The patient presented in this case report was surveyed annually with lower and upper endoscopies following her initial surgery. Fortunately, her duodenal tumor was within reach of the endoscopy, allowing for diagnosis. Following the diagnosis of synchronous duodenal and colonic lesions, the decision was made to proceed with a combined pancreaticoduodenectomy and completion total abdominal colectomy. A staged procedure may have delayed resection of potential malignancy as well hindered a second stage operation with reoperative adhesions. Few cases of combined pancreaticoduodenectomy and completion total abdominal colectomy for LS have been reported in the literature since most patients present with metachronous SBC.13

Given the paucity and inconsistent data surrounding LS associated SBC, the benefits and ideal modality of surveillance is uncertain. Accordingly, current societal surveillance recommendations encourage providers to “consider” upper endoscopy screening for gastric and proximal small bowel adenocarcinoma in LS but do not offer steadfast surveillance recommendations.
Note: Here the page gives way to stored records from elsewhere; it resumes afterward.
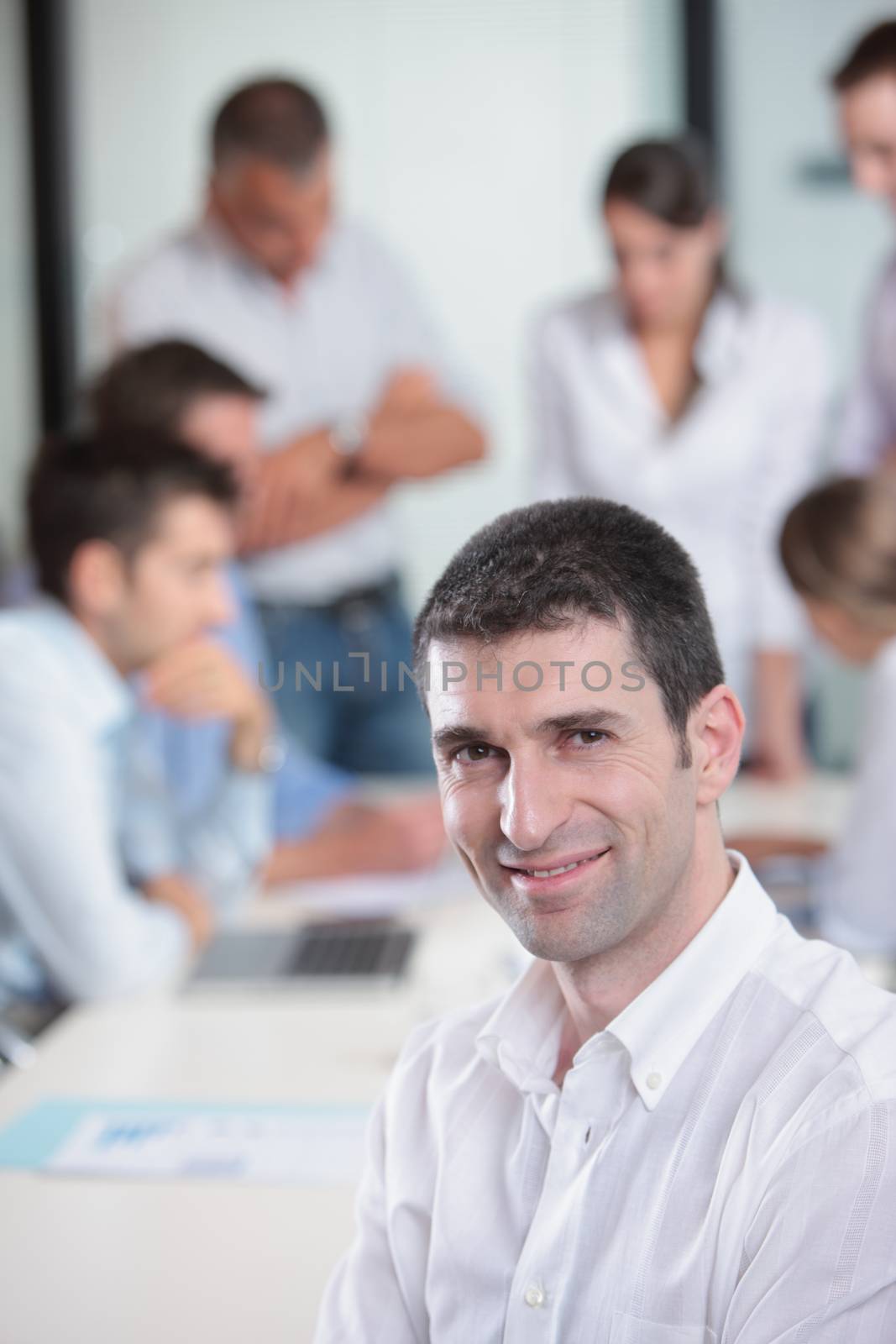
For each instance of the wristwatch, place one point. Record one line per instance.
(348, 436)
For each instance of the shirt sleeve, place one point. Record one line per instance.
(819, 1257)
(305, 793)
(856, 886)
(219, 847)
(790, 461)
(553, 474)
(868, 421)
(411, 333)
(60, 871)
(376, 1294)
(363, 1303)
(144, 307)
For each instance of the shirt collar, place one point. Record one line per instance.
(718, 346)
(660, 1027)
(719, 340)
(214, 235)
(105, 701)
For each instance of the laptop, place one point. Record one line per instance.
(343, 951)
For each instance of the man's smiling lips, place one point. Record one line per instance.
(553, 873)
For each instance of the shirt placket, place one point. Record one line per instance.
(584, 1119)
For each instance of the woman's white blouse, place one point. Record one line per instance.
(857, 884)
(719, 479)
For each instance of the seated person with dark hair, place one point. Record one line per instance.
(102, 889)
(322, 828)
(679, 1126)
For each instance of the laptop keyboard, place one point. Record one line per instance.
(352, 949)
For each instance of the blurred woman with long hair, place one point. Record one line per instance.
(699, 403)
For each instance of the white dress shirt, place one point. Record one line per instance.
(719, 1166)
(719, 479)
(83, 811)
(322, 351)
(856, 893)
(868, 427)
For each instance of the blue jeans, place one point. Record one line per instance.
(336, 679)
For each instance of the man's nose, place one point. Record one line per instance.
(533, 806)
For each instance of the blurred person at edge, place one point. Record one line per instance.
(322, 828)
(102, 889)
(839, 548)
(703, 407)
(360, 394)
(866, 89)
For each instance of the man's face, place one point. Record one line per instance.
(563, 777)
(868, 125)
(224, 427)
(277, 218)
(170, 591)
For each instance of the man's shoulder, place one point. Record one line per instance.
(38, 699)
(168, 262)
(841, 1010)
(446, 1043)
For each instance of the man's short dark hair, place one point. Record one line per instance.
(873, 54)
(277, 120)
(550, 566)
(110, 487)
(154, 386)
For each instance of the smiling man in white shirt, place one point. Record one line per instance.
(679, 1124)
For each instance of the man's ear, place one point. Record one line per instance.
(97, 578)
(716, 734)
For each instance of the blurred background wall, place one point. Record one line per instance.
(472, 134)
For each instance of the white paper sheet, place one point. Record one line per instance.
(308, 1148)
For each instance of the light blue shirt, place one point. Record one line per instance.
(85, 816)
(195, 756)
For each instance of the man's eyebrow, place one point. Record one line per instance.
(458, 736)
(582, 719)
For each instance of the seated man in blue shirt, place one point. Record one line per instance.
(322, 828)
(105, 890)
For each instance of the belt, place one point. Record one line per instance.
(349, 602)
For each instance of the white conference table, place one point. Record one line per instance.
(134, 1263)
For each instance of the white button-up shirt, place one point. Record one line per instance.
(718, 1166)
(857, 882)
(868, 427)
(720, 477)
(322, 351)
(83, 808)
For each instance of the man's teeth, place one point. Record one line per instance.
(555, 873)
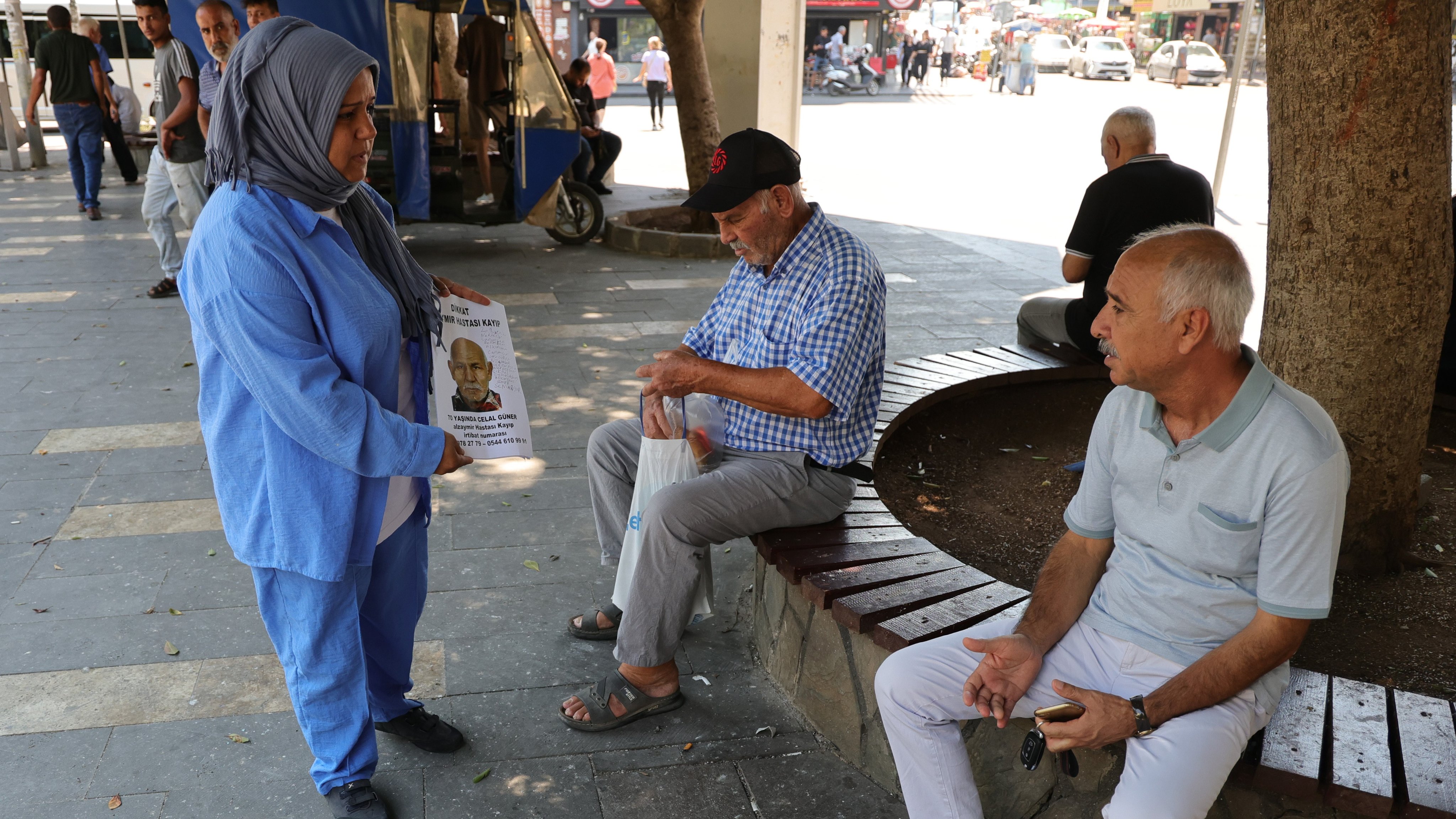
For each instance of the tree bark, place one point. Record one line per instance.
(1360, 240)
(682, 24)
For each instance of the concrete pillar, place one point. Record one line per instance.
(758, 72)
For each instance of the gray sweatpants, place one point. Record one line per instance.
(1043, 321)
(749, 493)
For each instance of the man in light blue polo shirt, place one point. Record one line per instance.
(1199, 548)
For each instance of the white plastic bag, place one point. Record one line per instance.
(662, 464)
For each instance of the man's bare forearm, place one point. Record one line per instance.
(1064, 588)
(771, 390)
(1262, 646)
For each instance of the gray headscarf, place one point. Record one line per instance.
(273, 124)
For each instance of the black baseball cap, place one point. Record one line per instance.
(745, 164)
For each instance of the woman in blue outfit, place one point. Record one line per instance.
(314, 331)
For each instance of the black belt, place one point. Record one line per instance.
(855, 470)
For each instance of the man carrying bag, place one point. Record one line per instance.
(794, 352)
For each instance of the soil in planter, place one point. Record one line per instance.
(1001, 512)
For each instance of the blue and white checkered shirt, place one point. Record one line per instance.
(822, 314)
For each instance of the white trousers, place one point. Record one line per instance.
(1173, 774)
(172, 186)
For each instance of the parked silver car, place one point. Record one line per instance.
(1052, 52)
(1205, 65)
(1101, 57)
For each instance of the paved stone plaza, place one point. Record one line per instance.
(110, 524)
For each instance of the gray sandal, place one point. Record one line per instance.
(589, 628)
(638, 705)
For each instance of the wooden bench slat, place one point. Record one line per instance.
(1295, 738)
(822, 588)
(1359, 750)
(796, 564)
(778, 541)
(905, 392)
(861, 611)
(1036, 355)
(1429, 744)
(1012, 359)
(963, 365)
(922, 378)
(960, 374)
(948, 616)
(975, 358)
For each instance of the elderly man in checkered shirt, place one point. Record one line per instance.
(794, 347)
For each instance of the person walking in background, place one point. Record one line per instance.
(314, 331)
(110, 123)
(599, 149)
(947, 54)
(1141, 192)
(220, 33)
(79, 101)
(260, 12)
(657, 76)
(603, 79)
(175, 177)
(481, 60)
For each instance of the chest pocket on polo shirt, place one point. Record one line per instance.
(1226, 521)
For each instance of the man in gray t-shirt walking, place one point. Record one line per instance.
(175, 176)
(1199, 548)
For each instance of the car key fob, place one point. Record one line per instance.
(1033, 748)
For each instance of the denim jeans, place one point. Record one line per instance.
(82, 127)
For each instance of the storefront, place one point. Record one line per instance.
(867, 22)
(625, 25)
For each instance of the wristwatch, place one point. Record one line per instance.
(1145, 726)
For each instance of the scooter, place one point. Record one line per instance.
(838, 81)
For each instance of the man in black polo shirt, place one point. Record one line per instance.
(1142, 190)
(78, 100)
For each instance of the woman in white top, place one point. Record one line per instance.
(657, 76)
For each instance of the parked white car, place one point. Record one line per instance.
(1101, 57)
(1205, 65)
(1052, 52)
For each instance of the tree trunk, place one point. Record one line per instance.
(682, 24)
(1360, 238)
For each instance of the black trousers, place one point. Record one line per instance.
(118, 148)
(656, 94)
(596, 154)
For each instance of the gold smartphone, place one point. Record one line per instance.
(1060, 713)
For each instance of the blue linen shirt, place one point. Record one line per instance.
(207, 79)
(1246, 515)
(820, 314)
(298, 352)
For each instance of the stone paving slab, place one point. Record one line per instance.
(104, 381)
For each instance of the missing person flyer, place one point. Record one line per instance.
(478, 390)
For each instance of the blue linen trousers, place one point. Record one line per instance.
(347, 648)
(82, 127)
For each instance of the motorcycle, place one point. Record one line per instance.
(838, 79)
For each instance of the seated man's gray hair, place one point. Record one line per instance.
(1133, 126)
(1205, 270)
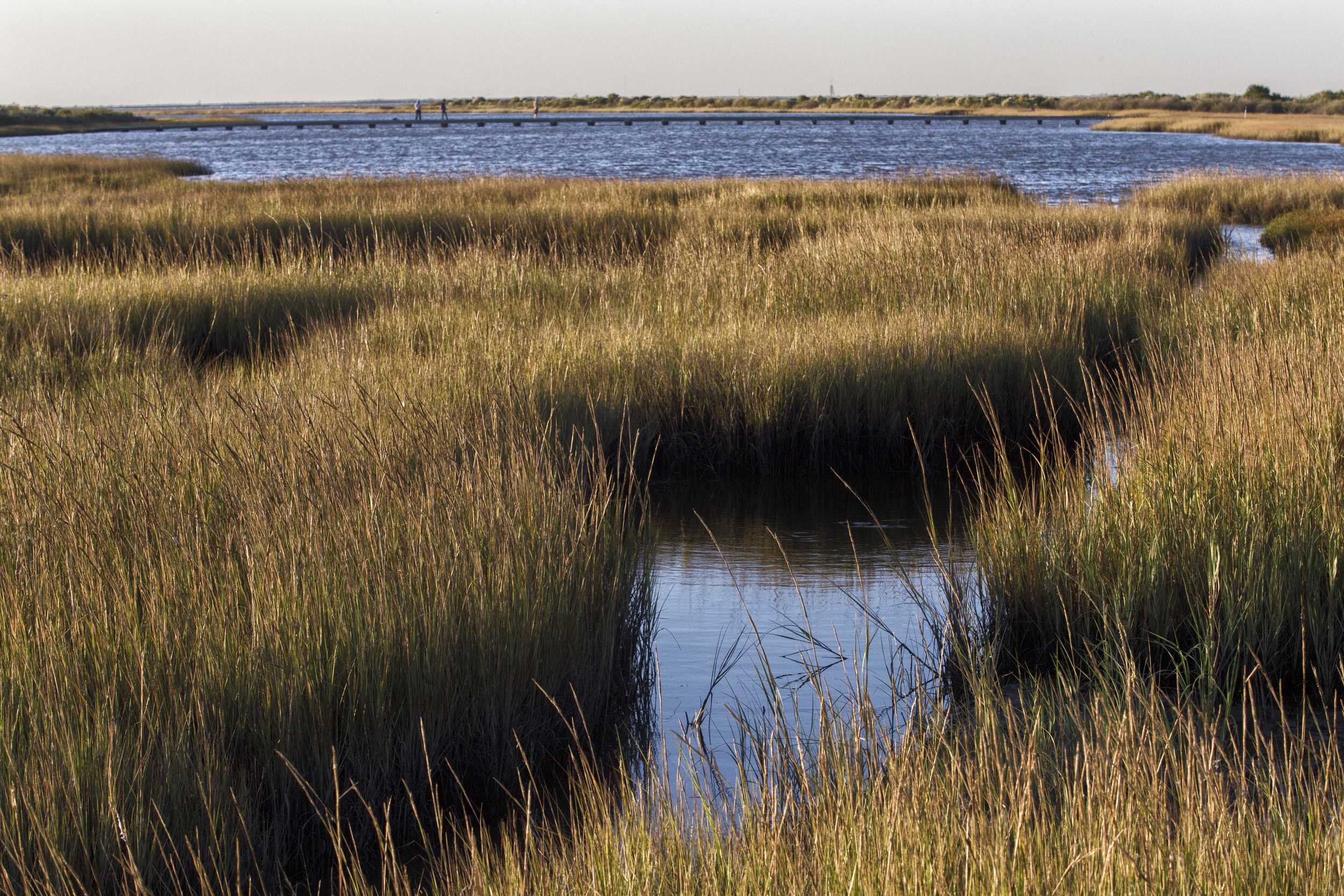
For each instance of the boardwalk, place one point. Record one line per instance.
(592, 121)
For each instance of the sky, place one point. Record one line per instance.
(186, 52)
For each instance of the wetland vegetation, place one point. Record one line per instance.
(323, 532)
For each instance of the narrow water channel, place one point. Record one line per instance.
(793, 574)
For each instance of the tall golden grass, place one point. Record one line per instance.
(321, 532)
(1284, 128)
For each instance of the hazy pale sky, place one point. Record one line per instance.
(160, 52)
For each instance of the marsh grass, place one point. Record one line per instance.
(1284, 128)
(1243, 199)
(321, 548)
(1303, 229)
(1211, 550)
(60, 175)
(260, 589)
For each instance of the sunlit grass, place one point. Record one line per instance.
(321, 531)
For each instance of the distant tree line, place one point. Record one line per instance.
(1256, 98)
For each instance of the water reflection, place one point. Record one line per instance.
(792, 574)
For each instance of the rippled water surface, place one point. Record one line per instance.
(1058, 160)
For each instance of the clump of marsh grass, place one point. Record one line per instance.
(213, 597)
(1209, 553)
(1243, 199)
(46, 175)
(1303, 229)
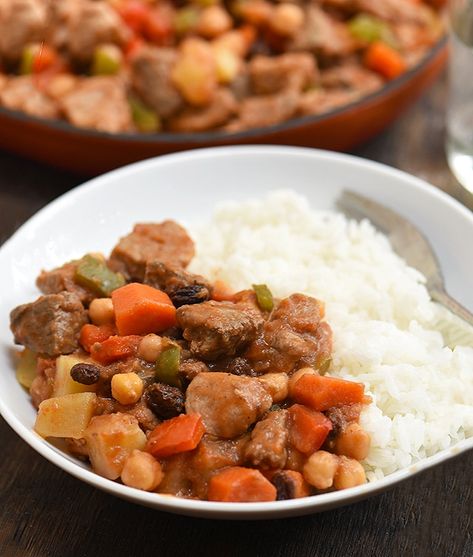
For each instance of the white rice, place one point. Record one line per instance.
(382, 318)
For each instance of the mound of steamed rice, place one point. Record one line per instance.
(382, 318)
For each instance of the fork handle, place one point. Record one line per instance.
(442, 297)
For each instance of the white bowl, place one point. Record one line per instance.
(186, 187)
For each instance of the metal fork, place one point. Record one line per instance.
(407, 242)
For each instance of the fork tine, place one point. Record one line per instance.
(361, 207)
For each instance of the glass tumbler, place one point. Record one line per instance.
(460, 104)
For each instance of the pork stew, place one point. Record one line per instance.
(171, 383)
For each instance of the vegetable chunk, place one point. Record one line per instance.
(65, 416)
(240, 484)
(322, 392)
(141, 309)
(177, 435)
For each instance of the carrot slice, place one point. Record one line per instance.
(115, 348)
(240, 484)
(141, 309)
(176, 435)
(308, 428)
(90, 334)
(384, 60)
(322, 392)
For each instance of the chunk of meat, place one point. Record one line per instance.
(50, 325)
(265, 110)
(182, 287)
(151, 78)
(353, 77)
(247, 301)
(302, 313)
(227, 403)
(267, 446)
(323, 35)
(272, 74)
(216, 329)
(294, 337)
(21, 93)
(342, 416)
(318, 101)
(62, 278)
(99, 103)
(93, 24)
(167, 242)
(22, 22)
(222, 107)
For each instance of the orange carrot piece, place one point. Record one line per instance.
(177, 435)
(90, 334)
(322, 392)
(308, 428)
(141, 309)
(290, 484)
(239, 485)
(384, 60)
(115, 348)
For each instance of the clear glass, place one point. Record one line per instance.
(460, 107)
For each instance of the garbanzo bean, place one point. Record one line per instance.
(320, 469)
(101, 311)
(150, 347)
(127, 388)
(276, 384)
(349, 473)
(354, 442)
(142, 471)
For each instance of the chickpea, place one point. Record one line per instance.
(320, 469)
(354, 442)
(295, 459)
(101, 311)
(213, 22)
(287, 19)
(127, 388)
(255, 12)
(349, 474)
(142, 471)
(150, 347)
(276, 384)
(297, 375)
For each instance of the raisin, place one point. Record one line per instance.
(187, 295)
(164, 401)
(285, 488)
(87, 374)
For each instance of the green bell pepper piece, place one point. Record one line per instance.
(92, 273)
(167, 366)
(263, 297)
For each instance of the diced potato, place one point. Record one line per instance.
(110, 439)
(63, 382)
(26, 369)
(65, 416)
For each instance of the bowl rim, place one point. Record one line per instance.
(165, 138)
(207, 509)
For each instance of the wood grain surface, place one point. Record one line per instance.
(45, 512)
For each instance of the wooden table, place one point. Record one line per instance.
(45, 512)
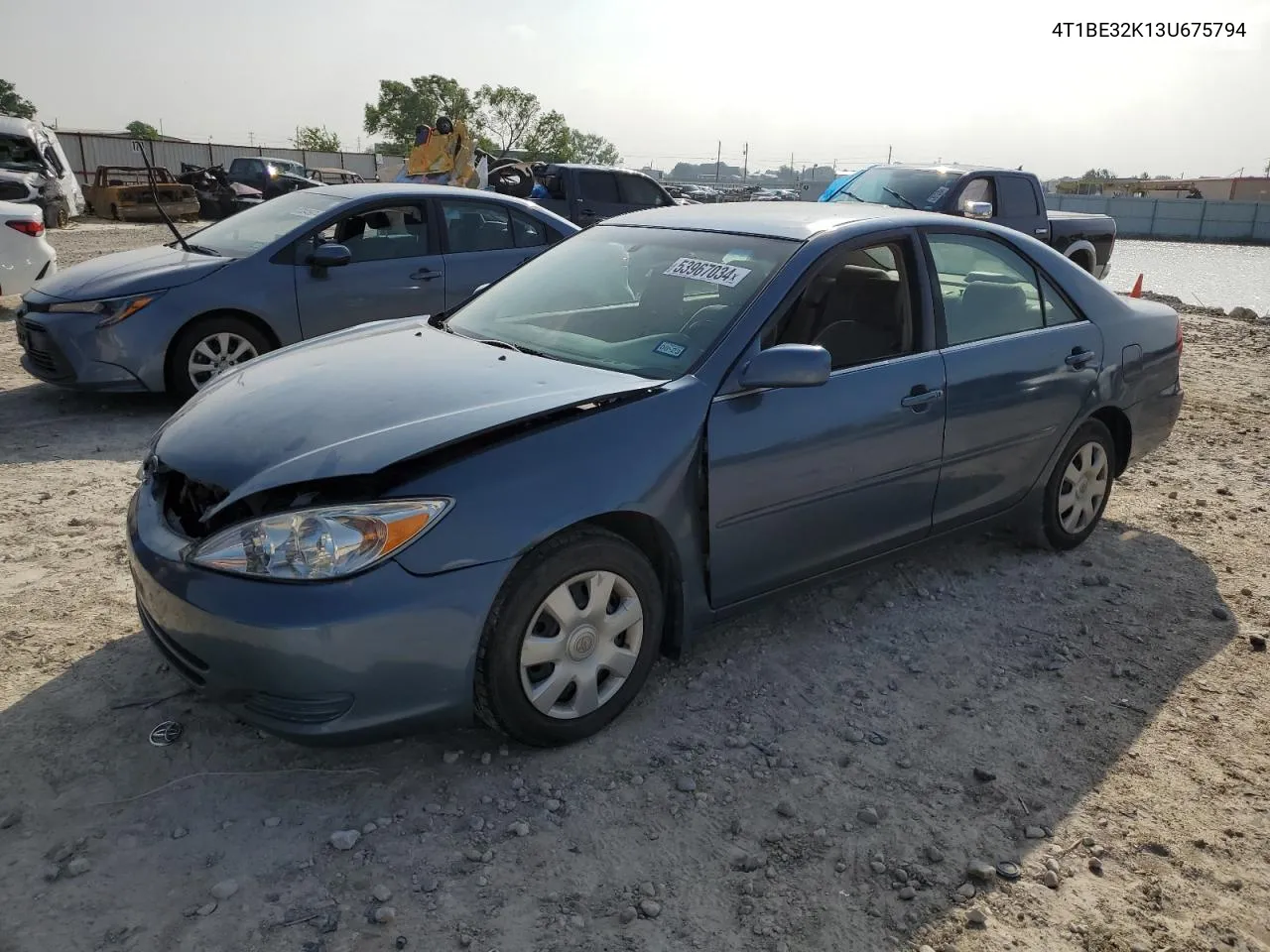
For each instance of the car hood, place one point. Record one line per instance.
(352, 403)
(130, 273)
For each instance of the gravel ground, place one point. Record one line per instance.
(839, 771)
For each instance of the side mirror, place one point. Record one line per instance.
(788, 366)
(975, 209)
(330, 255)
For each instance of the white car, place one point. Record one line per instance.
(26, 255)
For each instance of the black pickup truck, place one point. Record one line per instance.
(1007, 197)
(585, 194)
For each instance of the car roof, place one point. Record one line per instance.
(797, 221)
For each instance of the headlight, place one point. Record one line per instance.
(327, 542)
(112, 308)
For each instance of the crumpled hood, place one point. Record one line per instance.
(349, 404)
(130, 273)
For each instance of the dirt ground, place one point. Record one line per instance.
(822, 774)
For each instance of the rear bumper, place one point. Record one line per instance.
(1152, 420)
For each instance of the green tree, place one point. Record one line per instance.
(14, 104)
(593, 149)
(549, 141)
(403, 107)
(508, 116)
(316, 140)
(141, 130)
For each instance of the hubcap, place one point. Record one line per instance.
(1083, 488)
(217, 353)
(581, 644)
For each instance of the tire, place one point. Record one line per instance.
(1061, 526)
(502, 687)
(229, 330)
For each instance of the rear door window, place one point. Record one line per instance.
(642, 191)
(597, 186)
(1017, 198)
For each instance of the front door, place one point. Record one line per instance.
(397, 271)
(484, 240)
(1021, 365)
(806, 480)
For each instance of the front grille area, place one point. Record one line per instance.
(309, 708)
(13, 190)
(190, 665)
(186, 502)
(45, 357)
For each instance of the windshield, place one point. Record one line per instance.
(19, 154)
(250, 230)
(899, 188)
(643, 301)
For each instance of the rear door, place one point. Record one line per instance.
(804, 480)
(1017, 207)
(1021, 362)
(397, 270)
(597, 197)
(483, 241)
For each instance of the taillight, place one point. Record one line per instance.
(27, 227)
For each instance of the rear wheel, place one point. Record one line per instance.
(1079, 489)
(208, 348)
(570, 640)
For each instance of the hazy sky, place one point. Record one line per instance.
(824, 80)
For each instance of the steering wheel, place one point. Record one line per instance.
(707, 316)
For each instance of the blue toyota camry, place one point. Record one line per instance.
(511, 512)
(172, 317)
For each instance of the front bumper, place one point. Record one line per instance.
(341, 661)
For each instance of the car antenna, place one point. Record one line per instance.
(154, 193)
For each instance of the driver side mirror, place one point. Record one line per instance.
(788, 366)
(330, 255)
(975, 209)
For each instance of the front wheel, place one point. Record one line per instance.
(208, 348)
(1079, 489)
(570, 640)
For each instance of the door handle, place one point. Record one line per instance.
(920, 399)
(1079, 358)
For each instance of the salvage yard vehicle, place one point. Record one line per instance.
(1007, 197)
(26, 255)
(125, 193)
(171, 317)
(585, 194)
(35, 169)
(512, 511)
(272, 177)
(335, 177)
(217, 195)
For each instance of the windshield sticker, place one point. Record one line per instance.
(668, 348)
(726, 275)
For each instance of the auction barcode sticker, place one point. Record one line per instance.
(716, 273)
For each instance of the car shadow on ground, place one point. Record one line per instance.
(42, 422)
(753, 785)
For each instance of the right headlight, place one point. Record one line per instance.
(320, 543)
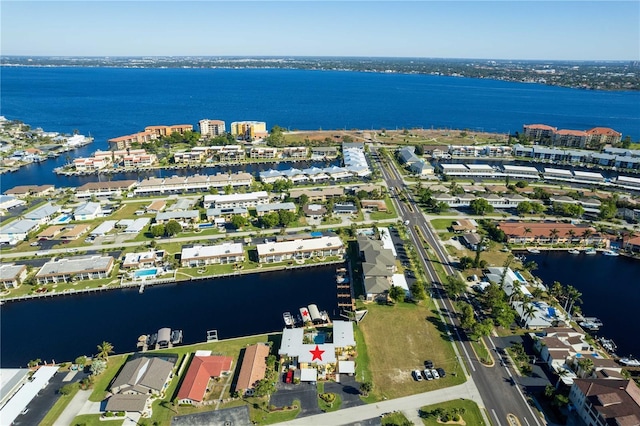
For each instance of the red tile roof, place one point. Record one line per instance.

The development of new imaging and endoscopy modalities may make evaluation of the small bowel feasible for this patient population. Video capsule endoscopy (VCE) appears to be helpful in the diagnosis of SBC in both the general population and in LS patients.14-17 One study comparing VCE to CT enteroclysis, found that of 35 asymptomatic LS patients, three (9 percent) had SBC while computed tomography (CT) missed two of the three cancers. All three cases were diagnosed by VCE while CT enteroclysis missed two cases.18 While VCE appears promising, further studies are needed to delineate sensitivity, specificity, and cost effectiveness of screening programs. Until the overall efficacy of small bowel screening is clarified, surveillance for SBC in LS should continue to be centered on patients who develop symptoms concerning for small bowel pathology


LS patients have an increased risk for developing SBC when compared to the general population. However, given the low incidence of these tumors and uncertain efficacy of contemporary screening modalities, surveillance of the small bowel has not been recommended. The current case report exemplifies the challenges associated with waiting for patients to develop symptoms to develop before investigating for SBC.

Lessons Learned

Practitioners should maintain suspicion for extracolonic malignancies in patients with LS.